Unlocking Noisy Real-World Corpora for Foundation Model Pre-Training via Quality-Aware Tokenization
This work addresses the challenge of processing noisy data for foundation model pre-training, with incremental improvements in specific domains like genomics and finance.
The paper tackled the problem of tokenization methods being ineffective on noisy real-world corpora by introducing QA-Token, which incorporates data reliability into vocabulary construction, resulting in improvements such as a 6.7 percentage point F1 gain in genomics variant calling and a 30% Sharpe ratio improvement in finance.

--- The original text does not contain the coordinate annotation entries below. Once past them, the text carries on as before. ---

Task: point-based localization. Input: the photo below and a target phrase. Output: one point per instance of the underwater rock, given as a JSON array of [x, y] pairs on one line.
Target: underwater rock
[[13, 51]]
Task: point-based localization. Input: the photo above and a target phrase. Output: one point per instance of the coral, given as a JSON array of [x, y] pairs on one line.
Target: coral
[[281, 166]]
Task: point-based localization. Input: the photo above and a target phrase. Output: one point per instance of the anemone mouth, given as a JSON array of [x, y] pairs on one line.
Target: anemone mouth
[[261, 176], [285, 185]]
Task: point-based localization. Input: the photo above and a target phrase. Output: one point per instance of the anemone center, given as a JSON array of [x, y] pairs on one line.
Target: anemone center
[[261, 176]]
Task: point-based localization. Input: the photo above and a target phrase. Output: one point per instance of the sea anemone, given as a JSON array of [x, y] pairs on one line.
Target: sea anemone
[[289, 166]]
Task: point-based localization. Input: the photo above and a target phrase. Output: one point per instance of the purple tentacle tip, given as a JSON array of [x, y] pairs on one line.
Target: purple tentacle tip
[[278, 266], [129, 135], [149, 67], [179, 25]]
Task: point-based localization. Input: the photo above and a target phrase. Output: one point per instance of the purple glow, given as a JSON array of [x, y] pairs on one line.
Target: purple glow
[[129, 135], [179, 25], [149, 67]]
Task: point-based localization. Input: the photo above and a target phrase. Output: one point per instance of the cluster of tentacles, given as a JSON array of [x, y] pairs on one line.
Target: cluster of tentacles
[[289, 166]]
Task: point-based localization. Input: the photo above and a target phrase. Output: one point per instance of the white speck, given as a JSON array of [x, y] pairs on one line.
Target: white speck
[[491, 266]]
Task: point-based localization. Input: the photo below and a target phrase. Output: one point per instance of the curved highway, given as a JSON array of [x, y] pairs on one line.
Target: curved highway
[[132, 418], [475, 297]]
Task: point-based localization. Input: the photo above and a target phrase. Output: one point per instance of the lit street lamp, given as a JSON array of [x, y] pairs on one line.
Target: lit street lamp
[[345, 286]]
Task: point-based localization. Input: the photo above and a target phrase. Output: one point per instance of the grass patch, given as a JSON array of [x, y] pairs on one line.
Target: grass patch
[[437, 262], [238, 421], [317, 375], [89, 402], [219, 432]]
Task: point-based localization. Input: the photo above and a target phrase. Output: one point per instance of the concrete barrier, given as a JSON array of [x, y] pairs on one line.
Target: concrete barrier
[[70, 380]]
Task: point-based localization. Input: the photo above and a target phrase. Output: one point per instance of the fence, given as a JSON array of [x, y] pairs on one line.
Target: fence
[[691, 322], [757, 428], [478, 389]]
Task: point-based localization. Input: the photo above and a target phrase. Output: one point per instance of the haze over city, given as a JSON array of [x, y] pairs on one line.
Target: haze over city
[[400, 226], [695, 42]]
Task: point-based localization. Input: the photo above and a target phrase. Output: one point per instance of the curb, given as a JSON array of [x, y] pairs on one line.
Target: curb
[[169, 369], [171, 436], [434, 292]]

Current tokenization methods process sequential data without accounting for signal quality, limiting their effectiveness on noisy real-world corpora. We present QA-Token (Quality-Aware Tokenization), which incorporates data reliability directly into vocabulary construction. We make three key contributions: (i) a bilevel optimization formulation that jointly optimizes vocabulary construction and downstream performance, (ii) a reinforcement learning approach that learns merge policies through quality-aware rewards with convergence guarantees, and (iii) an adaptive parameter learning mechanism via Gumbel-Softmax relaxation for end-to-end optimization. Our experimental evaluation demonstrates consistent improvements: genomics (6.7 percentage point F1 gain in variant calling over BPE), finance (30% Sharpe ratio improvement). At foundation scale, we tokenize a pretraining corpus comprising 1.7 trillion base-pairs and achieve state-of-the-art pathogen detection (94.53 MCC) while reducing token count by 15%. We unlock noisy real-world corpora, spanning petabases of genomic sequences and terabytes of financial time series, for foundation model training with zero inference overhead.